脚本でどう表現されていたかは知りませんが、この“けがらわしい”は“汚らわしい”ではなく“穢らわしい”でしょう。

本木、山崎に比べると世間的には低評価のようですが、この台詞ひとつで広末はOKです。

おくりびと(2008年/滝田洋二郎監督)

痴漢電車シリーズを心の友としてきた身にとって滝田監督の世界進出は感慨ひとしおですが、手放しで喜べないのが正直な所。

脚本はちいとばかりあざと過ぎますが良く出来ていると思います。問題は見せ方。

納棺師というニッチな題材、全く美味そうに見えない喰い物シーンに山崎努と、正に伊丹映画の後継者ですが、私はアンチ伊丹なのであまりそっちには行って欲しくなかったというか。

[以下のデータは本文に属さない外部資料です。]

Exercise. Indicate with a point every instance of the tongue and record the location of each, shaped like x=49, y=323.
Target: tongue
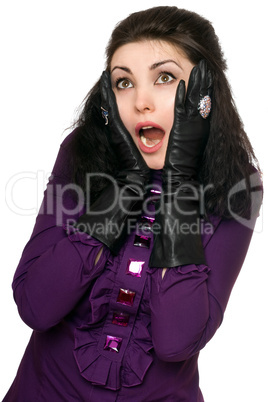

職人監督の本領発揮で万人受けする味付けになっているのが一番の不満。

もし、この題材を根岸吉太郎とか高橋伴明とか(ちょっと歳だが)黒木和雄といったatg系の監督が撮っていたら、歴史に刻まれる作品になっていたかも、と思います(オスカーは取れなかったでしょうが)。

役者陣は総じて文句無し。存在感ありまくりな山田辰夫アニキの変わらぬ不良っぽさが素敵でした(ご冥福をお祈りいたします)。